The Media-Based System
This is also called the gravel bed system. Of the three systems, it is the simplest and easiest to set up. It can also be used on either a large or small scale and is generally preferred by individuals interested in backyard aquaponics. In this system, the containers are filled with tiny rocks or clay pebbles that absorb air and water. Seedlings are directly planted into these containers. The water coming from the fish tank circulates through the container so that the plants can receive the nutrients that they need. The rocks serve as some sort of biological filter and solids filter.
The Nutrient Film Technique (NFT) System
This system is commonly used in hydroponics and is ideal for large-scale aquaponics production. Note that setting up mechanical filtration and PVC pipes can be quite complex. A biological filter is necessary to let beneficial bacteria develop and convert fish waste into plant nutrients. Likewise, solid filtration is necessary to deal with solids in fish waste.

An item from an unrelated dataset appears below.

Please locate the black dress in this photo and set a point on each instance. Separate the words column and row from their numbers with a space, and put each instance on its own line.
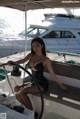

With this system, plants are kept in netted pots and are suspended through the holes in pipes. Water runs along the bottom of gutters for the plants roots to reach. However, this system is only applicable to plants with small root systems, like green leafy vegetables.
The Deep Flow, Raft, or Deep Water Culture (DWC) System
This system involves the use of foam rafts that float atop the water. It is inexpensive and easy to set up and operate, which is why it is very popular in backyard and commercial aquaponics. It features a channel or container that holds the water as it gets pumped through the fish tank. It uses large amounts of water that provide stable temperatures for the fish and plants.
Benefits of DIY Aquaponics
Having a diy aquaponics system in your home can benefit you in many ways. For instance, you can save space since aquaponics systems allow you to grow plants closer to one another. You can also custom design the system to suite the space that you have.
There is no more weeding or watering necessary since the aquaponics environment is not conducive for weeds to grow. And water is always available. DIY Aquaponics systems re-circulate or recycle water, so you do not have to water the plants. Moreover, you wont worry about any soil pests that destroy plants.